FG raises mining rates by 50 per cent 

The Federal Government through the Ministry of Solid Minerals Development has raised the dues and rates paid by operators in the mining sector.

The Minister of Solid Minerals Development, Dele Alake, announced the price increase at an ongoing press conference at the ministry headquarters on Thursday in Abuja.

He said the government increased a total of 286 rate regimes ranging from 50 per cent to 100 per cent adding that compliance begins immediately.

He also warned that defaulters will have their licenses revoked.

The minister said the review was necessary due to the paucity of funds repatriated to the coffers of the government by operators.

He said the new increase will also assist the ministry enhance the ease of doing business in the sector.

Alake added that relevant stakeholders were involved in deciding the new rates adding that all parties unanimously accepted the increase.

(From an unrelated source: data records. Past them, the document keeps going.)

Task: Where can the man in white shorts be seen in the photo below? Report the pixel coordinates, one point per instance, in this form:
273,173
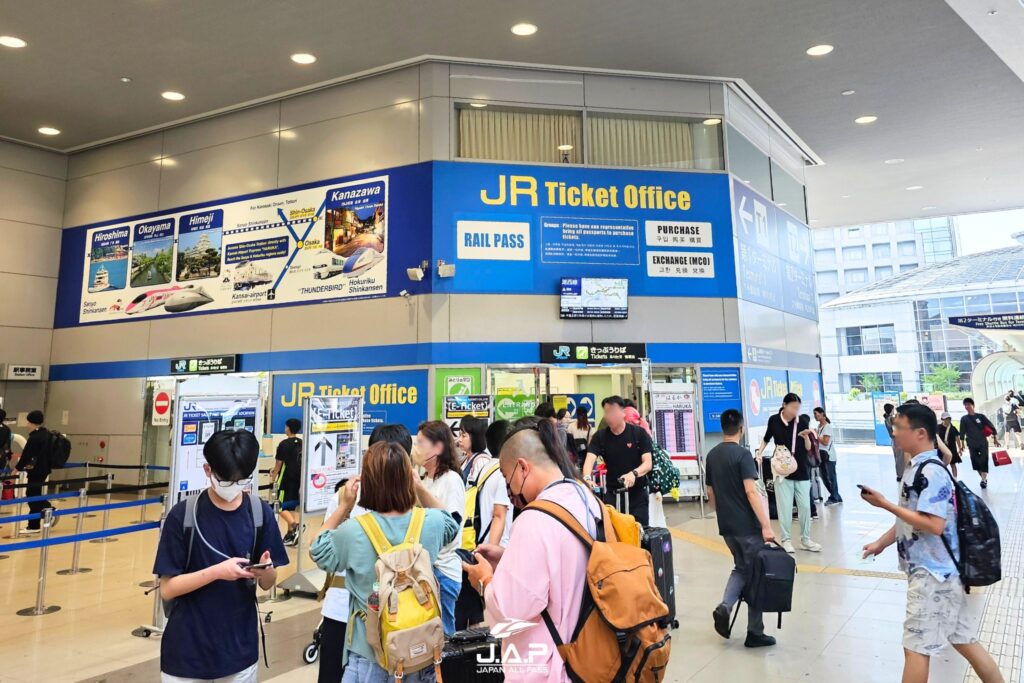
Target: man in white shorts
926,522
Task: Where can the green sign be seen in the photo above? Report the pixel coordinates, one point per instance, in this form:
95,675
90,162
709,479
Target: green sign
455,382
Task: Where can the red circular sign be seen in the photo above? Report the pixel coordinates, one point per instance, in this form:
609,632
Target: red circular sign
161,402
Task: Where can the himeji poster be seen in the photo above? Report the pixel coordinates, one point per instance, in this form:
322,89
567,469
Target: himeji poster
315,244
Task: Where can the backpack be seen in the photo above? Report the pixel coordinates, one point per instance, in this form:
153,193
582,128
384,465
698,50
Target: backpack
664,474
471,530
58,451
404,628
623,629
980,562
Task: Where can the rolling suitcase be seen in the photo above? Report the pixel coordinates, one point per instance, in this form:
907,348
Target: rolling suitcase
657,542
472,654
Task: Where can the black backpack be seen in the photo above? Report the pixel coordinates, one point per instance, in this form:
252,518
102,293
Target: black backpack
980,562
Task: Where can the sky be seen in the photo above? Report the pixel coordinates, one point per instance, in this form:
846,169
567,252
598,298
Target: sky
984,231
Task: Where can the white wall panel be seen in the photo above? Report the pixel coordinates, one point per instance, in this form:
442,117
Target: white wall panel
31,250
98,343
516,85
31,199
377,139
255,121
225,170
371,93
118,155
624,92
112,195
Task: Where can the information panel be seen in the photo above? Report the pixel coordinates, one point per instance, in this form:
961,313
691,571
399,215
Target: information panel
333,428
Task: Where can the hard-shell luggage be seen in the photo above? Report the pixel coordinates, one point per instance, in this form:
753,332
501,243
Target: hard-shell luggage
472,654
657,542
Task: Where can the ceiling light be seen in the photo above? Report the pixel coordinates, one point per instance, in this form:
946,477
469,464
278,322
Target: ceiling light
524,29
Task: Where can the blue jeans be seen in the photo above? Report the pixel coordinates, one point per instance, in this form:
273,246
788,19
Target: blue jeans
360,670
450,594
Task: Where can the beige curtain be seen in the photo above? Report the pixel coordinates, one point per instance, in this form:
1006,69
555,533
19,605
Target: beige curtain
529,136
619,140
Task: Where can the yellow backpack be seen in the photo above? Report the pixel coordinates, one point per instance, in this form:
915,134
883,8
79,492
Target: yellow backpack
471,527
404,630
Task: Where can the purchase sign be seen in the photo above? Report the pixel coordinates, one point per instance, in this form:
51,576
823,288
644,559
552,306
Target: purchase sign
592,353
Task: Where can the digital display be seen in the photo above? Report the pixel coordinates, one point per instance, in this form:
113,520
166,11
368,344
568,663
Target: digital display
594,298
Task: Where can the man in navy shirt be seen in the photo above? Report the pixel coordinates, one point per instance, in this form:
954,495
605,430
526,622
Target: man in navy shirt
212,630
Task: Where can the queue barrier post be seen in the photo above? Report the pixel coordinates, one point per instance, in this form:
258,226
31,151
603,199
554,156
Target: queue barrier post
83,496
107,513
39,608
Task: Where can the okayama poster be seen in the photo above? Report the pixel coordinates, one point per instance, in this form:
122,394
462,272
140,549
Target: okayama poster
299,246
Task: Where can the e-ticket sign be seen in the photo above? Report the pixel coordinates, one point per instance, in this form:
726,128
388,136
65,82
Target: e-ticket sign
332,446
199,419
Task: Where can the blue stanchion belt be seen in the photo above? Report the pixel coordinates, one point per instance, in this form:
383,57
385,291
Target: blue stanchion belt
88,536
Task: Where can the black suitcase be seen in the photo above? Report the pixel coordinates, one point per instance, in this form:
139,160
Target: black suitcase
472,654
657,542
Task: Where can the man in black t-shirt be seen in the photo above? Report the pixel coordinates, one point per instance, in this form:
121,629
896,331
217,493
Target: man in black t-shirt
627,453
287,473
742,521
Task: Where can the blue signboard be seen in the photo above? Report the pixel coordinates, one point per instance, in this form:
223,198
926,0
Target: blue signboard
719,391
775,264
398,396
515,228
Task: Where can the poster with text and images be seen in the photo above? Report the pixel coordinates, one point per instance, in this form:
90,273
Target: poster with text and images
309,245
198,420
333,446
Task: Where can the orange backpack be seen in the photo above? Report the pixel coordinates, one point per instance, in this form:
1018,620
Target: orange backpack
623,630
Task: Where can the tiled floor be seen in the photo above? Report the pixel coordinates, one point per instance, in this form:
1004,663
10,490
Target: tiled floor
846,624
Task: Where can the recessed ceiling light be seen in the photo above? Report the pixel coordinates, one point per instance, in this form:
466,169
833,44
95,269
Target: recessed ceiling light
524,29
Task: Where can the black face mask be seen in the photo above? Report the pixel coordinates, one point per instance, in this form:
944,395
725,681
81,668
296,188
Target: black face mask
518,500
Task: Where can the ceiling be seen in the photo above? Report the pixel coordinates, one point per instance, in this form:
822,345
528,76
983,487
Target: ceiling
946,102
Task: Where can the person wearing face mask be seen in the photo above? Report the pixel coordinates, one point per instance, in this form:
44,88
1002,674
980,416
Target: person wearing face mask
542,567
212,631
435,452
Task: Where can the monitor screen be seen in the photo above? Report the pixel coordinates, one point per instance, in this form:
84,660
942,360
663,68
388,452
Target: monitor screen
590,298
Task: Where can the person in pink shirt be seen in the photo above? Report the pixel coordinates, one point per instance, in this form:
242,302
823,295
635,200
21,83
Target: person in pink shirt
544,566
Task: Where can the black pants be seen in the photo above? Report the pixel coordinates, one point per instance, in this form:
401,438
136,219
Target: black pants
332,651
35,487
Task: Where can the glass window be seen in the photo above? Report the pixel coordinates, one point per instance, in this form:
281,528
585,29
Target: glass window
527,135
854,253
616,139
748,163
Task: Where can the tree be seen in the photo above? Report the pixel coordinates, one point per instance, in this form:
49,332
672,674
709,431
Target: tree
944,379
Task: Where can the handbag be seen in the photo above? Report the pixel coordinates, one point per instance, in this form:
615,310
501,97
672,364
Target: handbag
783,463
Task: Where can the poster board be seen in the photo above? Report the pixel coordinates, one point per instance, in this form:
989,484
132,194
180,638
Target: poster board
333,447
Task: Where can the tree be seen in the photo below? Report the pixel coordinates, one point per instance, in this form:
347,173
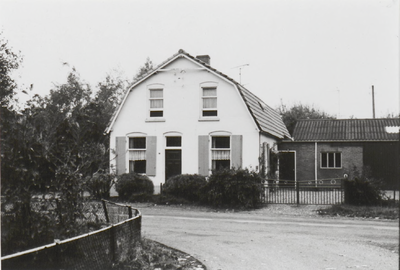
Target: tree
298,112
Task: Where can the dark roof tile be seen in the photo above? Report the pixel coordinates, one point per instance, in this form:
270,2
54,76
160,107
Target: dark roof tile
346,130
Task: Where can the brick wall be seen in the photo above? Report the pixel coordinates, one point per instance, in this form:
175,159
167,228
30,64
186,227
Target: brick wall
352,156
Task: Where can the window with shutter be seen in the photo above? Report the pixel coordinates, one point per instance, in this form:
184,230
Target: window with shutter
137,155
220,152
156,103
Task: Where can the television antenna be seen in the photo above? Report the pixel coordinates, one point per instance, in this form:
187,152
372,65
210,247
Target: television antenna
240,71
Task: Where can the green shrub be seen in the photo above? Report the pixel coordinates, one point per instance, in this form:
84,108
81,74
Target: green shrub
185,186
363,191
99,185
236,188
129,184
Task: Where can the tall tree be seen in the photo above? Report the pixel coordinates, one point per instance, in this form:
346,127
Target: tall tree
298,112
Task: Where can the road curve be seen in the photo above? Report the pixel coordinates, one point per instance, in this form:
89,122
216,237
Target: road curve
246,240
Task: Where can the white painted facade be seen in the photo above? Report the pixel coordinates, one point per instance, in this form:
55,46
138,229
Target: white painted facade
182,81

He said, “It is therefore equitable that those who use these services to invest in the mining sector and make profits from it should be on the frontlines of the government’s efforts to recoup rather than pass it to poor Nigerians.

“Thus, in line with the powers conferred on me by the Mining and Minerals Act 2007, I set up a committee of the directors of departments and directors-general of agencies under the ministry and charged them with the mandate to work out new rates to justify governments’ investment in the service infrastructures and to cope with the expected meteoric spike in the traffic of applicants besieging the regulatory machinery.

“Today we are taking a significant step in efforts to implement the seven-point agenda to reposition the sector and international competitiveness by announcing a new regime of rates and charges for various services, departments and agencies.

“This is given qualitative measures and technological capacity upgrades implemented in recent times to raise the level of technical efficiency and improve the traffic of transactions and cope with business interest.”